Occidental’s California Resources Falls on First Day

For California Resources Corp., the Occidental Petroleum Corp. spinoff focused on producing oil and natural gas in that state, today wasn’t the best day to make its official trading debut.

The stock fell 12 percent to $7.11 at 3:31 p.m. in New York, giving the company a market capitalization of about $2.7 billion. Analysts estimated in February that the Los Angeles-based producer could be worth as much as $19 billion.

When Occidental announced the spinoff, part of a plan to bolster its share price, oil was more than $100 a barrel. West Texas Intermediate crude today fell below $65 to the lowest level in more than five years, as the market continued to react to the Organization of Petroleum Exporting Countries’ decision last week to maintain production.

The company “could not start its life as a standalone company at a worse time,” Paul Sankey, an analyst at Wolfe Research LLC in New York, said in a note to investors. “With an oil price war underway, this pure California oil play is highly susceptible to price weakness.”

California Resources will face challenges compared with others producing from shale formations because of $6 billion in debt it’s carrying and the more challenging regulatory environment in its home state, said Pavel Molchanov, an analyst for Raymond James & Associates Inc. in Houston who doesn’t rate the stock. “Obviously, paying off that debt is not going to be realistic at all given these oil prices.”

Monterey Shale

The company is seeking to squeeze more oil out of a state that most producers have shunned for more favorable geological and political conditions elsewhere. California’s Monterey Shale formation, previously thought to hold the nation’s largest reserves of recoverable oil, was downgraded by the U.S. Energy Information Administration in May. The agency cut its estimates 96 percent after determining the reserves aren’t easily accessible using current technology.

Any effort to significantly boost production in California might require investment in a time of falling oil prices and revenues. The company will also have to push for added output in a state with a strong environmental movement, residents and local officials who have challenged drilling and regulations likely to make operations difficult.

“We are very comfortable with the flexibility our diverse portfolio affords us and how we are positioned in this pricing environment to operate within our cash flow,” Margita Thompson, a company spokeswoman, said in an e-mail.

Drilling Rights

California Resources owns 2.3 million net acres of drilling rights in the state, an area larger than Delaware. It produced the equivalent of 160,000 barrels of oil and gas a day in the third quarter, up from 153,000 a year earlier. Quarterly profit fell because of rising costs and a drop in oil prices, which have declined more than 35 percent since June.

California Resources paid its former parent company $6 billion as part of the spinoff plan.

“It’s a lot of debt and it costs about $300 million a year in interest expense alone,” said Molchanov.

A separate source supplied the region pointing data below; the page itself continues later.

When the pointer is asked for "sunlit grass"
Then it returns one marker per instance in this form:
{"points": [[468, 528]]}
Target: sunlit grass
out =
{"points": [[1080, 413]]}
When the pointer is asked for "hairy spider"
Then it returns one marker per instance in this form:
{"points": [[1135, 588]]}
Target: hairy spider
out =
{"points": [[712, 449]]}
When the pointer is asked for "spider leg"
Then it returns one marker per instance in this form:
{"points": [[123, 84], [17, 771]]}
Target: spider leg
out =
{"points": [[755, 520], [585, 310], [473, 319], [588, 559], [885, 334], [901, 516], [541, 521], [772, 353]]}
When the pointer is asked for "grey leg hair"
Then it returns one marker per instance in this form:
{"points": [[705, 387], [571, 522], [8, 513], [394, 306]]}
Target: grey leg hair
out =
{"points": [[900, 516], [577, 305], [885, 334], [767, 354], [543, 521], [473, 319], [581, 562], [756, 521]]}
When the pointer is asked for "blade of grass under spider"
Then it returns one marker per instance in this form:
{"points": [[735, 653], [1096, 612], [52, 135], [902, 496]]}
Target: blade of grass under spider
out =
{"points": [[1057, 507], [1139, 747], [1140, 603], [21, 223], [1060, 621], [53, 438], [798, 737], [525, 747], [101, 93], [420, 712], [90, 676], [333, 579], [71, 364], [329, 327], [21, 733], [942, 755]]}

Bank of America Corp.’s Doug Leggate said the company is undervalued. He rates it at a buy with a $14 price outlook.

Its “asset quality can enable growth even in the current environment,” Leggate wrote in a note to investors.

Occidental holders received 0.4 shares in the new company. Occidental has said it will retain ownership of 19.9 percent of the shares. The stock is part of Standard & Poor’s Midcap 400 Index.

Final Steps

Spinning off California Resources, which last year produced the equivalent of about one of every five oil barrels for its former parent, is among the final steps in Occidental’s plan to boost its share price. The company drew investor criticism last year after announcing Chief Executive Officer Stephen Chazen would depart. Instead, Chairman Ray Irani was ousted after almost three decades at the company.

Chazen, who now plans to exit after the 2016 annual meeting, has sought buyers for assets in North America, the Middle East and North Africa as he seeks to focus on fewer areas of profitable growth.

(An earlier version of this story corrected the price and market value in the second paragraph).